I am up late (for me). The house is quiet. Animals still asleep and snoring. Kids away and likely unwrapping presents in another time zone. I am nestled in my bed in my familiar writing position...coffee at hand, purring cat on my lap, sitting in the dark, computer propped on a pillow in front of me. Words falling onto the page.


I am thinking this morning about how far I have come. How much I have changed. How this quiet morning has become the greatest gift to me when once it would have been torture. This day holy to me for reasons other than its celebrated purpose.
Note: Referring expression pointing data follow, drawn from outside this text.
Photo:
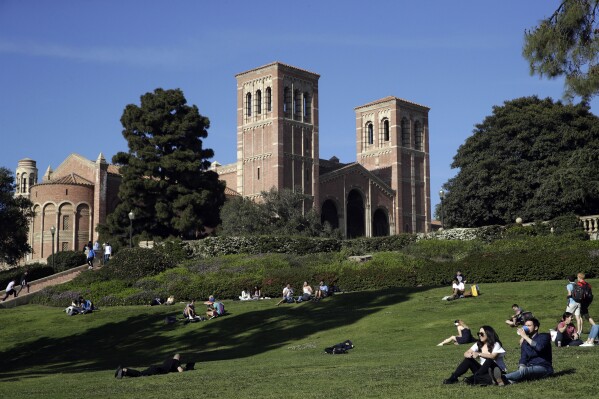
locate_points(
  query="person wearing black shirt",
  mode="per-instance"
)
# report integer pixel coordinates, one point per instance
(170, 365)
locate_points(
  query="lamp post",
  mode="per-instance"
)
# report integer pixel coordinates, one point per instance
(52, 231)
(442, 196)
(131, 217)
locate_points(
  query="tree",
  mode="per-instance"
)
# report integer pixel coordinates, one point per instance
(532, 158)
(15, 213)
(567, 44)
(282, 212)
(165, 176)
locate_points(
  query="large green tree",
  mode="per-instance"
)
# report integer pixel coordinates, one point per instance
(567, 44)
(15, 213)
(165, 176)
(532, 158)
(280, 212)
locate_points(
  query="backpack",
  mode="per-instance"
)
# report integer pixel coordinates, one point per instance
(582, 293)
(341, 348)
(219, 308)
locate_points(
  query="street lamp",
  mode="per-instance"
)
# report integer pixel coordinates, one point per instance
(52, 231)
(131, 217)
(442, 196)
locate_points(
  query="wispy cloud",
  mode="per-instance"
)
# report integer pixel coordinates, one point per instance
(148, 56)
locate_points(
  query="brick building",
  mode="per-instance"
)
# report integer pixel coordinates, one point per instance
(386, 192)
(74, 199)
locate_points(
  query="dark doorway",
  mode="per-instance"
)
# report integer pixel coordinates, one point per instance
(355, 215)
(380, 224)
(329, 214)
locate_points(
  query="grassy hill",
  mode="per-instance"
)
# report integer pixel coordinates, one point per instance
(263, 351)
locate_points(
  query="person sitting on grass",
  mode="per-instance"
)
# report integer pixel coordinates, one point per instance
(483, 359)
(215, 309)
(536, 359)
(245, 295)
(170, 365)
(307, 293)
(287, 295)
(322, 291)
(10, 290)
(190, 312)
(464, 335)
(517, 319)
(593, 334)
(566, 332)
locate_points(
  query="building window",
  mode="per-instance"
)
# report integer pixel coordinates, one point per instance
(287, 101)
(248, 104)
(297, 103)
(385, 126)
(268, 99)
(405, 132)
(258, 102)
(307, 107)
(418, 136)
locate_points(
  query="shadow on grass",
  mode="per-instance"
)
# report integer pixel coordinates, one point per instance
(144, 339)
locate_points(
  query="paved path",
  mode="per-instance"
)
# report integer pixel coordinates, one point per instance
(37, 285)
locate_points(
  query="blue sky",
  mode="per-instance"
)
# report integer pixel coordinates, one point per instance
(69, 68)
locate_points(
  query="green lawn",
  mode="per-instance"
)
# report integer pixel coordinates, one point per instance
(263, 351)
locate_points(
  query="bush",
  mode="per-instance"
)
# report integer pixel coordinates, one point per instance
(66, 260)
(132, 264)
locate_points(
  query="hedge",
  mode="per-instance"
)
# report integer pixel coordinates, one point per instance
(423, 263)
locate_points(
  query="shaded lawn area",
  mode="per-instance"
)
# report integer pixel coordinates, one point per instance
(261, 350)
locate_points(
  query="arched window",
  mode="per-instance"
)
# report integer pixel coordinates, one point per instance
(297, 103)
(385, 128)
(258, 102)
(268, 99)
(287, 101)
(405, 132)
(248, 104)
(307, 107)
(418, 136)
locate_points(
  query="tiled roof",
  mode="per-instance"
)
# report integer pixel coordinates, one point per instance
(391, 98)
(72, 178)
(275, 63)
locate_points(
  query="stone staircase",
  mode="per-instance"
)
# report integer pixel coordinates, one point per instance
(37, 285)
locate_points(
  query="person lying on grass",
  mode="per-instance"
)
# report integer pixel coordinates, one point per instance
(170, 365)
(464, 335)
(483, 359)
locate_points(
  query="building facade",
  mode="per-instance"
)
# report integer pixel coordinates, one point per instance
(73, 199)
(385, 192)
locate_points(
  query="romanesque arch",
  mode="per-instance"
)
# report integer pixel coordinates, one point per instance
(355, 215)
(380, 223)
(329, 214)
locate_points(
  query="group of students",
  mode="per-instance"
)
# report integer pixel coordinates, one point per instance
(92, 250)
(485, 358)
(308, 293)
(11, 287)
(214, 309)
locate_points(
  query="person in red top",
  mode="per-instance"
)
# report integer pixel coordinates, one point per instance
(584, 306)
(566, 332)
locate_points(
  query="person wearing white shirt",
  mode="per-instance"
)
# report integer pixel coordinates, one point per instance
(482, 359)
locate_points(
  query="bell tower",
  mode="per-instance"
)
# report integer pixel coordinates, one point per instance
(277, 130)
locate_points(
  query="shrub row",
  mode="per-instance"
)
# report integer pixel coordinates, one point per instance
(423, 263)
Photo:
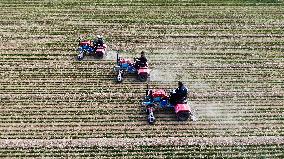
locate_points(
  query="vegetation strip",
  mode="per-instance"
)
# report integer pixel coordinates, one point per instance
(129, 142)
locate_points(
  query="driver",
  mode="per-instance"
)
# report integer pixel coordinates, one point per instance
(99, 41)
(181, 91)
(141, 61)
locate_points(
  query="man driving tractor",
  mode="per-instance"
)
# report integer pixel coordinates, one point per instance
(179, 95)
(98, 42)
(141, 61)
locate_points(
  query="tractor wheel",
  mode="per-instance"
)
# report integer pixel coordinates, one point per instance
(80, 58)
(81, 55)
(143, 77)
(151, 119)
(99, 55)
(183, 116)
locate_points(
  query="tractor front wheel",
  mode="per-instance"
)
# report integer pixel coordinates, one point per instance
(183, 116)
(143, 77)
(99, 55)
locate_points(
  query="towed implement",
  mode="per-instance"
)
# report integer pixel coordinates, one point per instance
(159, 100)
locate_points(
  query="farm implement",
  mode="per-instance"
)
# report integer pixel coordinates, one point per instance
(126, 66)
(88, 48)
(159, 100)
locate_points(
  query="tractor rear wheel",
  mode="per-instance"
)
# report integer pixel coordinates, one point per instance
(183, 116)
(143, 77)
(99, 55)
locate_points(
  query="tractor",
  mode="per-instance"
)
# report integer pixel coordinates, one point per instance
(88, 48)
(126, 66)
(159, 100)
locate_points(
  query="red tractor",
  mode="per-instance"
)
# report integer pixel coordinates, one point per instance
(126, 66)
(158, 100)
On this most famous birthday, I do feel re-born. Changed in some fundamental ways. Nascent in my evolution. In the stillness of the morning, I can feel myself as myself. I am here, present and open to what my mind thinks about, my heart feels and my body interprets from its environment.


I do not feel pressured or timed. I do not feel sad about the lack of activity that usually accompanies this day. The day’s greatest gift is the solitude it provides. The quiet almost like a soft, warm blanket for my soul.


I wonder how I got here. To this place where it is quiet and still and calm. Where I feel whole and complete just as I am. I am not missing anything or wanting for anything. I feel relieved from the constant grasping of my everyday life. I feel the respite of myself. This place that I avoided for so much of my life, now the largest comfort. Almost like a cocoon. This is where my growth is happening. This is where I have metamorphosed into who I am right now. Except unlike my butterfly counterpart, I go through this change daily not just once. Somehow being given the gift of returning to the cocoon every night and waking up new and fresh, with new wings and ideas for the day ahead.


My budding life unfolding in seconds, minutes and hours. Believing that the moment I am in contains all that I need.


I marvel at myself much like that of a child watching the tiny Lepidoptera brought to life. So much of my life happening in that opaque cocoon that only hints at the life it contains. So much of my growth internal and unobservable by outsiders yet so much going on internally: the growth of beautiful wings that will one day allow me to fly off into another day.


I begin to wonder what was the cocoon? Was it my marriage? Was it Lane? Was it any relationship that provided me a measure of safety and security? If so, why did I leave? Why did I change? Was I always destined to outgrow my surroundings? Where did the courage to do that come from?


Or is the cocoon something innate within me? Something I created for myself? Something natural that was organic and always present? Something I re-grew for my own purpose, use and benefit?


Could it be both?


While these thought examine a deeper dive, I am not going there this morning. Today, I am just content with a more shallow experience and examination. Today, I am here and so incredibly grateful for the life I have right now. Not for all the people in my life, the things that I possess, the material possessions I am privileged to enjoy....not those. Those are grateful subjects for another day. Today, I am grateful for the internal life I have. For the inner peace and love I feel for myself which has unlocked the door to loving all who wander into my life. Today, I am sure that I love myself. I feel unified and whole. I feel loved and cherished, if only by myself. I can see how much this is the greatest present I could ever be given. The gift of myself to myself.


Today is filled with a few others but mostly it is filled with me. All of me, the whole complete me that was so missing from my life for so long. She was here, always here but never present. Today, we are finally one. One person who is grateful for the growth, the change and the transformation into something and someone new.


Today it is Merry Everything to All! Today I can be happy and content and in fact even celebrate it all because internally the war is over. The ceasefire permanent on my self denigration and subrogation. Today, I relish in my aloneness and singleness. Today, I love exactly what and who I am. Today, I see that this is the best present I could ever be given. And I was the only one that could give it to me.


May you all have the best of all good things and find yourself at the center of your heart’s desire. This is my Christmas wish for you. Merry Christmas!